Background information
- Also known as: Fruitbat
- Born: Leslie George Carter 12 December 1958 (age 67) London, England
- Genres: Rock
- Occupations: Musician, songwriter
- Instruments: Guitar, vocals
- Years active: 1970s–present
- Member of: Abdoujaparov; Smokin' Donuts;
- Formerly of: Carter the Unstoppable Sex Machine; Ferocious Dog;

= Fruitbat =

Leslie George Carter (born 12 December 1958), also known as Fruitbat, is an English musician who was a member of Carter the Unstoppable Sex Machine.

==Career==
Carter played in a number of bands during the late 1970s, before meeting Jim Bob (James Robert Morrison) at The Orchestra Pit in Streatham, where their bands The Ballpoints and Dead Clergy used to rehearse. When The Ballpoints' bassist quit at the end of 1980, Les joined the band, who went on to change their name to Peter Pan's Playground. When Peter Pan's Playground split, Carter and Morrison continued to write together and formed the band Jamie Wednesday.

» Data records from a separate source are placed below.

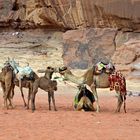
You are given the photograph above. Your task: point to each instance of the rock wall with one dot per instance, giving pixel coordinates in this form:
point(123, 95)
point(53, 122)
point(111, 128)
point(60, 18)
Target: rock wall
point(83, 48)
point(70, 14)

Jamie Wednesday broke up in 1987 after limited success. Jim Bob and Fruitbat stuck together and formed Carter USM, a band in which the two both played guitars and sang while a sequencer and drum machine played backing music. Carter USM had 14 Top 40 singles, one number one album and played over 800 gigs all over the world. A cycling enthusiast, he wore a cycling hat on stage in the early years which became a strong visual trademark for the band. He would often take his bike with him on Carter tours, much to the annoyance of Jim Bob, as detailed in the book, Goodnight Jim Bob.

One of Carter USM's most talked-about moments was when Fruitbat rugby tackled presenter Phillip Schofield on live TV, in front of millions of viewers at the Smash Hits music awards. Schofield made some remarks about the band's performance and Fruitbat has said he was "severely hammered" after drinking a crate of beer supplied by The Farm. The incident made the front pages of many national UK tabloids, and generated infamy for the band.

Carter USM split in 1997, but continued to play semi-regular gigs until bringing the band to a close in 2014. Carter still runs the Carter USM website and fan club and sells band merchandise. He currently lives in Folkestone, and has one current band: his own, Abdoujaparov, and left Nottinghamshire folk/punk band Ferocious Dog in 2019, for which he played guitar. He plays bass in Keith Top Of The Pops & His Minor UK Indie Celebrity All-Star Backing Band. He also performs as Leslie George Carter, singing and playing acoustic guitar. In 2018 he formed Smokin' Donuts a short-term project with long-time friend Doozer. This ceased in early 2020 pre lockdown.
Leslie George Carter currently plays in Abdoujaparov, in a duo with Richy Abdou and can occasionally be found performing cameos with Nick Parker and the False Alarms.

Carter presented a weekly music show on Brentwood radio station, Phoenix FM between 2001 and 2011, and again in 2021.